He shrugged impatiently. “It was clumsiness that might have injured
you
. That is what I can’t forget.”

Another flutter in her midsection. Why did the thought of having hurt her, even accidentally, trouble him so? “But you didn’t, sir.”

“But I might have. How could I have been so careless? You, of all people.…”

“Please don’t alarm yourself! You didn’t at all hurt me.…” Then his words sank in—words that raised a sudden horrid suspicion. “Me of all people? What do you mean?”

“Oh, er, nothing … nothing at all. Please forget I said it.”

Her previous tongue-tiedness had vanished. “I am afraid my memory is quite unbiddable, sir. Pray say what you meant.”

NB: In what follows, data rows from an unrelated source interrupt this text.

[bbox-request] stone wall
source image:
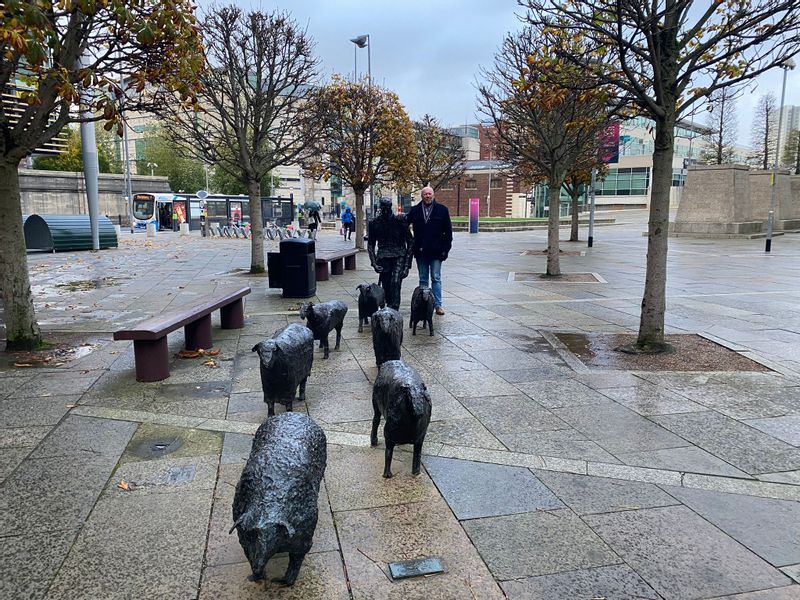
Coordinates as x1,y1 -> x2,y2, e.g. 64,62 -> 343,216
670,165 -> 800,237
19,169 -> 170,226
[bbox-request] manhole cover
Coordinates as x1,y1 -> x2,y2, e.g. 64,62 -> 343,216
133,437 -> 183,459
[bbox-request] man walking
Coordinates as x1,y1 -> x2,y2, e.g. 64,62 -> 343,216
408,187 -> 453,315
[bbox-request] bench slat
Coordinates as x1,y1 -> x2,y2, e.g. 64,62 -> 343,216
114,287 -> 250,341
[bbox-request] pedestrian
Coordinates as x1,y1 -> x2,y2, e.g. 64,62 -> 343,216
342,206 -> 356,241
407,186 -> 453,315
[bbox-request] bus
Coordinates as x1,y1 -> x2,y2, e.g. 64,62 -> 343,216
131,193 -> 295,231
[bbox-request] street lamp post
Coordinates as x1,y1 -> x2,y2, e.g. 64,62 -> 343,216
764,58 -> 795,252
350,33 -> 375,214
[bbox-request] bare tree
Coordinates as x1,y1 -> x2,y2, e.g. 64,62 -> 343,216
159,5 -> 320,273
751,92 -> 778,171
781,129 -> 800,175
413,115 -> 466,191
0,0 -> 202,350
306,76 -> 414,248
478,27 -> 608,276
519,0 -> 800,352
700,87 -> 744,165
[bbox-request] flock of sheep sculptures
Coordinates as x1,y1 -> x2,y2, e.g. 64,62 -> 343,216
231,284 -> 434,585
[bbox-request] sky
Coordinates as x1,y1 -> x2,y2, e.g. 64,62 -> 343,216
200,0 -> 800,145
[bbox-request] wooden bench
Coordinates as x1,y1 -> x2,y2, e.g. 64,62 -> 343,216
114,287 -> 250,381
314,248 -> 360,281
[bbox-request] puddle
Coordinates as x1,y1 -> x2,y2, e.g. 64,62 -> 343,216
53,277 -> 128,294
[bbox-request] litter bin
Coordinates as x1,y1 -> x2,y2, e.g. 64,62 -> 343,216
280,238 -> 317,298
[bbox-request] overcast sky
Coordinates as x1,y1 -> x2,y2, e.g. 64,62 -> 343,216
208,0 -> 800,144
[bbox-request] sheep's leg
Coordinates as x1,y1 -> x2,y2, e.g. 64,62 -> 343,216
411,442 -> 422,475
383,440 -> 394,479
272,552 -> 306,585
369,396 -> 381,446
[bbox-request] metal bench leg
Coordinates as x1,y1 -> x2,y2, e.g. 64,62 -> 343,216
133,336 -> 169,381
314,262 -> 330,281
183,314 -> 212,350
219,298 -> 244,329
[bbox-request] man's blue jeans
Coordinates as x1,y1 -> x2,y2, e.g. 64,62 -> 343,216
417,256 -> 442,306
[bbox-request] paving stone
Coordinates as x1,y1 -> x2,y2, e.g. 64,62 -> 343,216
424,418 -> 505,452
424,457 -> 564,520
665,487 -> 800,567
47,490 -> 211,600
603,386 -> 707,416
616,446 -> 749,478
199,552 -> 350,600
497,427 -> 619,463
534,470 -> 678,515
437,370 -> 519,398
517,381 -> 611,409
745,415 -> 800,446
0,395 -> 80,427
325,445 -> 439,512
334,496 -> 503,600
501,565 -> 661,600
584,506 -> 789,600
652,412 -> 800,474
0,529 -> 78,600
0,448 -> 31,483
0,426 -> 52,448
462,395 -> 569,435
553,404 -> 686,454
463,510 -> 621,581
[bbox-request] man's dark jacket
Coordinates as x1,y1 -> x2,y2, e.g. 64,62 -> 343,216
406,200 -> 453,260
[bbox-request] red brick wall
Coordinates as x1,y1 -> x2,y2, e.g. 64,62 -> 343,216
436,173 -> 510,217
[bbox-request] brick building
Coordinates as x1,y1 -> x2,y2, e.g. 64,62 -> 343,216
436,160 -> 528,217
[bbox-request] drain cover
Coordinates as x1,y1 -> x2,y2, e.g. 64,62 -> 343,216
389,556 -> 444,579
133,437 -> 183,458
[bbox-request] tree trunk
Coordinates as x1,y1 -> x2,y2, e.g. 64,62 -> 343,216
0,161 -> 42,351
354,190 -> 366,250
247,181 -> 265,273
547,177 -> 564,276
636,116 -> 675,351
569,189 -> 581,242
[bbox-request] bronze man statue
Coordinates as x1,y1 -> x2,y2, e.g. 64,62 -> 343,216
367,198 -> 414,310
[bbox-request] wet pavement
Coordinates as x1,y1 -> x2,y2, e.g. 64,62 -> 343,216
0,211 -> 800,600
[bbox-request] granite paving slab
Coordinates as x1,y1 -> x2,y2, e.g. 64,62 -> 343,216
325,444 -> 439,512
553,404 -> 686,454
651,412 -> 800,474
199,552 -> 350,600
616,446 -> 749,478
0,528 -> 78,600
745,415 -> 800,446
334,496 -> 503,600
664,487 -> 800,567
584,506 -> 790,600
534,469 -> 678,515
423,456 -> 565,520
501,565 -> 661,600
463,510 -> 622,581
461,395 -> 569,435
47,488 -> 212,600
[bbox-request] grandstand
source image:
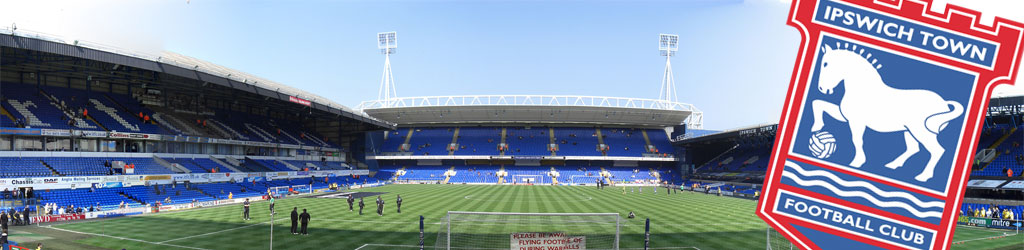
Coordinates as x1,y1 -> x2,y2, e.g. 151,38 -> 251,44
0,13 -> 1024,249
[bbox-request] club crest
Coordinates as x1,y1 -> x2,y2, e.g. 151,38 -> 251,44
757,0 -> 1024,249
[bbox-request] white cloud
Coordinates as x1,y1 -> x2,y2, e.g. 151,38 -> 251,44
932,0 -> 1024,97
0,0 -> 167,54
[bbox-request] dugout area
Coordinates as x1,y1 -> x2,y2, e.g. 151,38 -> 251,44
6,184 -> 1024,250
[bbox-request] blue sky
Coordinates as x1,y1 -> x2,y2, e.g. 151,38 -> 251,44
0,0 -> 1019,129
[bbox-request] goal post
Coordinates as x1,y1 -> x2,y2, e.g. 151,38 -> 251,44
765,226 -> 799,250
434,211 -> 624,250
505,174 -> 551,184
270,184 -> 313,198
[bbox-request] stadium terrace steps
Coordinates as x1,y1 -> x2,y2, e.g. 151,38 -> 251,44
210,156 -> 245,172
499,127 -> 509,156
975,127 -> 1019,171
39,160 -> 63,176
545,127 -> 558,156
7,99 -> 50,127
207,119 -> 249,139
303,132 -> 331,147
449,127 -> 462,156
441,167 -> 457,184
278,128 -> 306,144
200,119 -> 234,138
242,123 -> 278,142
153,156 -> 191,173
274,159 -> 302,171
551,167 -> 561,184
89,98 -> 141,132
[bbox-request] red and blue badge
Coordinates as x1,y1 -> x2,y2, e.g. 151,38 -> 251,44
757,0 -> 1024,249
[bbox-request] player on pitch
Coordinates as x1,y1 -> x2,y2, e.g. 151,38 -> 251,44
242,199 -> 249,220
394,195 -> 401,213
359,197 -> 367,215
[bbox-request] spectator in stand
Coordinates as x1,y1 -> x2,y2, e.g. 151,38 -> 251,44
0,227 -> 10,250
299,208 -> 309,236
0,211 -> 7,230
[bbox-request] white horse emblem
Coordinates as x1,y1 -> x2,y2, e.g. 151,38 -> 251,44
811,44 -> 964,182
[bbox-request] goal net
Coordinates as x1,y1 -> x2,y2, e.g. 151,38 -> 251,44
765,226 -> 800,250
435,211 -> 623,250
270,184 -> 313,198
505,174 -> 551,184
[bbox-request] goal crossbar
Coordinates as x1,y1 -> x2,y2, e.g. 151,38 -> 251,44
436,211 -> 624,250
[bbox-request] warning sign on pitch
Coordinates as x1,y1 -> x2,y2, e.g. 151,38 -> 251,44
511,233 -> 587,250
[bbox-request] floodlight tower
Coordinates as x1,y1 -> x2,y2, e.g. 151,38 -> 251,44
657,34 -> 679,102
377,32 -> 398,108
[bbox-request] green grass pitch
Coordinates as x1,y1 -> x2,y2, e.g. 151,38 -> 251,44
33,184 -> 1024,250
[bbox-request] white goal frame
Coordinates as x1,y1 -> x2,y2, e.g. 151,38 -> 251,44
270,184 -> 313,198
505,174 -> 552,184
444,211 -> 623,250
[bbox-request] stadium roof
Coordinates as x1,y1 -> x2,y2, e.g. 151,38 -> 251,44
0,29 -> 394,130
356,95 -> 703,128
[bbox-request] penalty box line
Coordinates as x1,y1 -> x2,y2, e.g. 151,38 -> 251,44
160,218 -> 290,243
355,244 -> 700,250
45,225 -> 210,250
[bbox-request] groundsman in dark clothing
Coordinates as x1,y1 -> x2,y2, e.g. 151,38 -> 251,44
299,209 -> 309,236
359,198 -> 367,215
394,196 -> 401,213
292,207 -> 299,235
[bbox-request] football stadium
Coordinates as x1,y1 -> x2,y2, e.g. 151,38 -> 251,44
0,0 -> 1024,250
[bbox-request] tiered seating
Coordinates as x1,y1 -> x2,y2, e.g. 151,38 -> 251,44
409,128 -> 455,156
110,158 -> 174,174
103,93 -> 164,134
287,160 -> 349,170
389,166 -> 449,180
380,128 -> 409,152
505,166 -> 551,183
42,157 -> 111,175
458,127 -> 502,156
3,83 -> 75,129
254,159 -> 295,171
961,203 -> 1024,220
647,129 -> 673,154
449,166 -> 499,183
196,182 -> 266,199
239,159 -> 274,172
555,128 -> 607,156
0,157 -> 53,178
136,184 -> 216,205
601,128 -> 647,157
164,158 -> 210,173
698,145 -> 771,172
35,186 -> 145,210
505,127 -> 551,156
555,166 -> 601,184
971,126 -> 1024,176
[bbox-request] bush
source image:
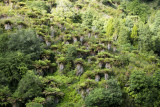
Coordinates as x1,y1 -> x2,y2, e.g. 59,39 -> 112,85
85,79 -> 122,107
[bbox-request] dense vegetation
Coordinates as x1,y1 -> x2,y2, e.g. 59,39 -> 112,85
0,0 -> 160,107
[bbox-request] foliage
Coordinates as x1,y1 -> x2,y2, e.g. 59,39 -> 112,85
14,71 -> 43,99
85,80 -> 122,107
8,29 -> 41,59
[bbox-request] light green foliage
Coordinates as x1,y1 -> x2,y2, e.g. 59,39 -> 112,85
0,0 -> 160,107
14,71 -> 43,99
106,18 -> 114,37
26,102 -> 43,107
8,29 -> 41,59
131,25 -> 138,45
26,0 -> 48,12
127,71 -> 159,106
0,52 -> 30,85
118,25 -> 130,44
126,0 -> 150,21
85,79 -> 122,107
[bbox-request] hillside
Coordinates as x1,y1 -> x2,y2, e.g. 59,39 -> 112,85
0,0 -> 160,107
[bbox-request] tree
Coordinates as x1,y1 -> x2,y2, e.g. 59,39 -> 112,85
106,19 -> 114,37
8,29 -> 41,59
85,79 -> 122,107
0,52 -> 31,88
131,24 -> 138,45
14,71 -> 43,99
127,71 -> 157,107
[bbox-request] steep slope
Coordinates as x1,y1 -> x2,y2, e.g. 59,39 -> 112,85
0,0 -> 160,107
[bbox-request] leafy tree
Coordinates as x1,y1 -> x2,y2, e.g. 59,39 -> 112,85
138,23 -> 152,51
118,25 -> 130,45
106,19 -> 114,37
131,24 -> 138,45
126,0 -> 150,21
8,29 -> 41,59
0,34 -> 8,53
85,79 -> 122,107
127,71 -> 159,107
26,102 -> 43,107
0,52 -> 31,86
14,71 -> 43,99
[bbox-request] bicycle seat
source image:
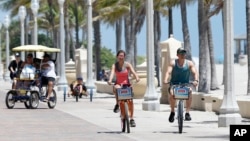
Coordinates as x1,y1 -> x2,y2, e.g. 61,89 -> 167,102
122,84 -> 131,88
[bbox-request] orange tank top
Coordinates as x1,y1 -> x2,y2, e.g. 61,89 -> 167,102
115,62 -> 129,84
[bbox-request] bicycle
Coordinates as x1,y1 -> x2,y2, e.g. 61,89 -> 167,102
117,85 -> 133,133
168,82 -> 193,133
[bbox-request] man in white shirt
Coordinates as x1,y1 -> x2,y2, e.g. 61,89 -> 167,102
41,54 -> 56,102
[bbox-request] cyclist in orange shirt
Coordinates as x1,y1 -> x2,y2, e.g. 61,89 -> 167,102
108,50 -> 140,127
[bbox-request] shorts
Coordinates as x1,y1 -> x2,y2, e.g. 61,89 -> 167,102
41,76 -> 56,85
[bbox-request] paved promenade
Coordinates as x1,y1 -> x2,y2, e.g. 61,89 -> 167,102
0,81 -> 242,141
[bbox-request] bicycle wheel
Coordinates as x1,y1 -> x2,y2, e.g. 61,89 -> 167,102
178,100 -> 183,133
124,102 -> 130,133
29,91 -> 39,109
121,117 -> 126,132
5,91 -> 16,109
46,89 -> 57,109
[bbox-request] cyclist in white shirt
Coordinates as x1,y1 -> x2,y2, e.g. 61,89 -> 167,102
41,54 -> 56,102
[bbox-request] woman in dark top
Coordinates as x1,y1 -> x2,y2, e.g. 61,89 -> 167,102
8,53 -> 23,89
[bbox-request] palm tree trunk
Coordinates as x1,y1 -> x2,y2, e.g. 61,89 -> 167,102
64,2 -> 70,63
74,1 -> 80,49
93,12 -> 102,80
198,1 -> 210,93
180,0 -> 192,60
115,18 -> 122,52
168,7 -> 174,37
207,19 -> 219,90
154,11 -> 161,87
246,0 -> 250,95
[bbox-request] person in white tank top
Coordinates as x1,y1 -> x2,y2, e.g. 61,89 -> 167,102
41,54 -> 56,102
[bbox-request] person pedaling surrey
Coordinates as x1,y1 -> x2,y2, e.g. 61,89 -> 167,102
41,53 -> 56,102
107,50 -> 140,127
8,53 -> 23,89
20,53 -> 36,87
164,47 -> 199,122
68,77 -> 88,98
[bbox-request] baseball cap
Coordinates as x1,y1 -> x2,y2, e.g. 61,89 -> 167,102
177,47 -> 187,54
15,52 -> 20,57
43,53 -> 50,58
77,77 -> 83,80
27,53 -> 33,57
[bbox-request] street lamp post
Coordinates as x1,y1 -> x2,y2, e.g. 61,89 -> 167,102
31,0 -> 39,45
142,0 -> 160,111
0,23 -> 3,81
57,0 -> 67,91
218,0 -> 241,127
86,0 -> 94,101
18,6 -> 26,60
4,15 -> 10,81
31,0 -> 42,58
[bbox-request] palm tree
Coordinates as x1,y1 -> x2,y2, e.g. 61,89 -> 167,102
198,0 -> 210,93
246,0 -> 250,95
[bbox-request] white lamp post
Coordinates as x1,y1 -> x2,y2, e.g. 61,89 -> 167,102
31,0 -> 42,58
57,0 -> 67,91
142,0 -> 160,111
4,15 -> 10,81
18,6 -> 26,60
86,0 -> 94,101
0,23 -> 3,81
31,0 -> 39,45
218,0 -> 241,127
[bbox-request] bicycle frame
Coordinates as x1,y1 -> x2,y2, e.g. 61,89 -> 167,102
117,87 -> 133,133
172,83 -> 190,133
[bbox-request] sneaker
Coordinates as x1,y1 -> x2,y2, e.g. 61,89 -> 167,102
113,104 -> 119,113
43,98 -> 49,102
185,113 -> 191,121
168,112 -> 175,122
130,119 -> 136,127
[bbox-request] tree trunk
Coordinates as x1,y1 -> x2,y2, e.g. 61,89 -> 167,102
93,12 -> 102,80
246,0 -> 250,95
154,11 -> 161,87
74,1 -> 80,49
198,1 -> 210,93
168,7 -> 174,37
124,17 -> 131,58
126,0 -> 135,66
64,2 -> 70,63
207,19 -> 219,90
115,18 -> 122,52
181,0 -> 192,60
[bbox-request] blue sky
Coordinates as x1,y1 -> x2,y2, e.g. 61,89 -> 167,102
102,0 -> 246,57
0,0 -> 246,58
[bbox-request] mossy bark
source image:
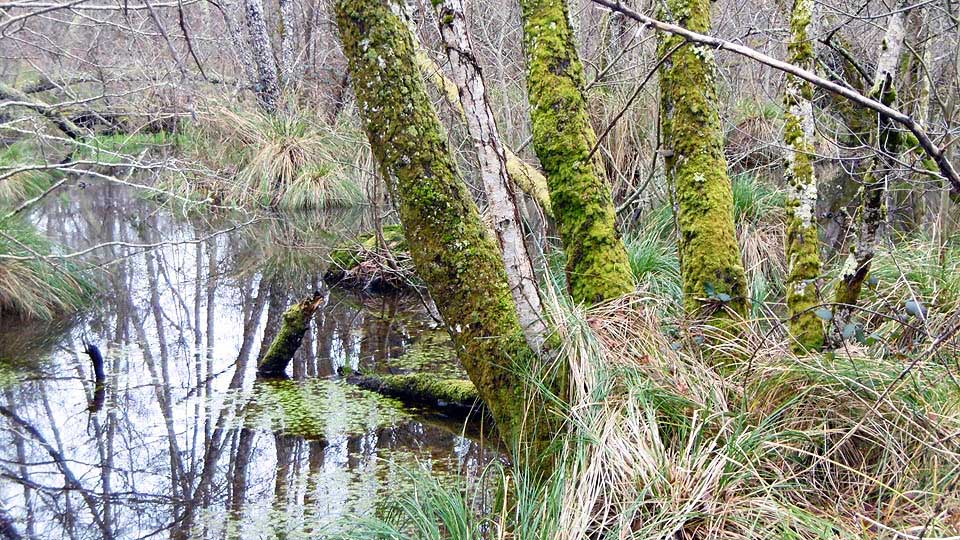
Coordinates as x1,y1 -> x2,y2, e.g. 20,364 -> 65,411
417,49 -> 553,218
659,0 -> 748,316
257,293 -> 323,377
784,0 -> 824,351
829,0 -> 907,347
347,373 -> 480,413
336,0 -> 554,458
520,0 -> 634,304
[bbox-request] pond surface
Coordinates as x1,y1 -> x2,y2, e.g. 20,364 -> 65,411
0,183 -> 495,539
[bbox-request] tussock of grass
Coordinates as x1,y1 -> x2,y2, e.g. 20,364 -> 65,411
349,298 -> 960,540
180,108 -> 371,209
0,219 -> 90,319
0,141 -> 51,205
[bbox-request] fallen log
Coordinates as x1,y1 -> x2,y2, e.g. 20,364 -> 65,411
257,292 -> 323,378
347,373 -> 483,415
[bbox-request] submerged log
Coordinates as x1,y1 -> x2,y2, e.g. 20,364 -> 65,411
257,292 -> 323,378
347,373 -> 483,415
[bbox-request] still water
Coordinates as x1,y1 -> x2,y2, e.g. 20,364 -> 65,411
0,184 -> 495,539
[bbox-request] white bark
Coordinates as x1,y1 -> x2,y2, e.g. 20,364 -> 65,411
434,0 -> 547,351
280,0 -> 297,87
244,0 -> 280,113
222,3 -> 257,88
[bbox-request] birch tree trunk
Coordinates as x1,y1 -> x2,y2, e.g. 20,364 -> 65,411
829,0 -> 908,347
659,0 -> 748,315
520,0 -> 634,304
280,0 -> 298,88
221,3 -> 257,88
335,0 -> 556,459
784,0 -> 824,351
434,0 -> 547,351
244,0 -> 280,114
417,52 -> 553,218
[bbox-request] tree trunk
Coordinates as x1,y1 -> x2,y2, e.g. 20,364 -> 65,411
221,0 -> 257,88
829,0 -> 907,347
520,0 -> 633,304
434,0 -> 548,351
336,0 -> 553,459
784,0 -> 824,351
347,373 -> 480,415
257,293 -> 323,377
417,48 -> 553,218
244,0 -> 280,114
659,0 -> 748,316
280,0 -> 297,88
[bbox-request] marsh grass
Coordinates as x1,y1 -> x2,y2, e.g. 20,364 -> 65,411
0,215 -> 91,320
349,286 -> 960,540
181,107 -> 372,209
0,140 -> 52,205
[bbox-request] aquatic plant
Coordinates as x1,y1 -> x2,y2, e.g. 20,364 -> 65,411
344,298 -> 960,539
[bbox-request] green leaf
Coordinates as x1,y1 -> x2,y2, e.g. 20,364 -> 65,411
813,308 -> 833,321
903,300 -> 927,318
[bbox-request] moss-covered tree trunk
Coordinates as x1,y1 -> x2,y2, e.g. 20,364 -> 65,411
784,0 -> 824,350
257,292 -> 323,377
243,0 -> 280,113
829,0 -> 907,347
659,0 -> 748,315
417,52 -> 553,218
520,0 -> 633,304
335,0 -> 551,458
435,0 -> 548,351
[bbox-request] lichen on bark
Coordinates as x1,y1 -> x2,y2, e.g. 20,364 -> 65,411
520,0 -> 634,304
784,0 -> 824,351
659,0 -> 748,315
335,0 -> 555,458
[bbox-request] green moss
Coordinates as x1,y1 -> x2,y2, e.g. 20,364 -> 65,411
336,0 -> 556,456
360,373 -> 479,408
257,293 -> 320,376
246,379 -> 409,439
659,0 -> 748,315
520,0 -> 634,304
784,0 -> 824,351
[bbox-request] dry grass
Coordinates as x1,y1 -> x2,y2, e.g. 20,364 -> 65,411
181,107 -> 373,209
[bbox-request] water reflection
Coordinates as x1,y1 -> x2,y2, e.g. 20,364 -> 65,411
0,186 -> 492,539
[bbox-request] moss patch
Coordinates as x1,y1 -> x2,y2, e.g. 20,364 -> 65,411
246,379 -> 409,439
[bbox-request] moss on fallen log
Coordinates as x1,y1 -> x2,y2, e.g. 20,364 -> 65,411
257,292 -> 323,377
347,373 -> 482,414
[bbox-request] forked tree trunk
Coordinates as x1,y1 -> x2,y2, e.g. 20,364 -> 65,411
659,0 -> 748,315
784,0 -> 824,351
520,0 -> 633,304
244,0 -> 280,113
829,0 -> 908,347
434,0 -> 547,351
335,0 -> 555,459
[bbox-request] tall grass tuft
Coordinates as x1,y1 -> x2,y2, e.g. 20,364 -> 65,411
0,219 -> 91,320
342,292 -> 960,540
184,107 -> 372,209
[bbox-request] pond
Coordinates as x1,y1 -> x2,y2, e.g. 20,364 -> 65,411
0,182 -> 497,539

Oh yes, now he was definitely uncomfortable, suddenly absorbed in contemplation of the toes of his polished Hessian boots.

“I’d rather not,” he muttered.

“Perhaps not, Lord Woodbridge, but you can scarcely stop now. Why is it that you felt it necessary to be so careful of a young lady who was a perfect stranger to you … or was she?”

He stared at his boots a moment longer, then sighed. “No, she wasn’t.”

Of course she wasn’t. “Rumor travels faster in London than I thought,” she muttered.

“Rumor? What rumor?” he asked innocently—too innocently. “My mother is—was—a good friend of your mother. I believe they were out together, though I expect my mother is a year or two older. She didn’t come to London until she was nearly twenty, because—”

Sophie cleared her throat gently.

“Anyway, she was most shocked by you—by your mother’s—by your family’s…” He swallowed and looked even more uncomfortable. “She had to stay in Suffolk to nurse one of my brothers who is home from the war, but when she heard that Lady Lansell’s daughter would be making her come-out, she asked me to look out for you and try to be especially ki—”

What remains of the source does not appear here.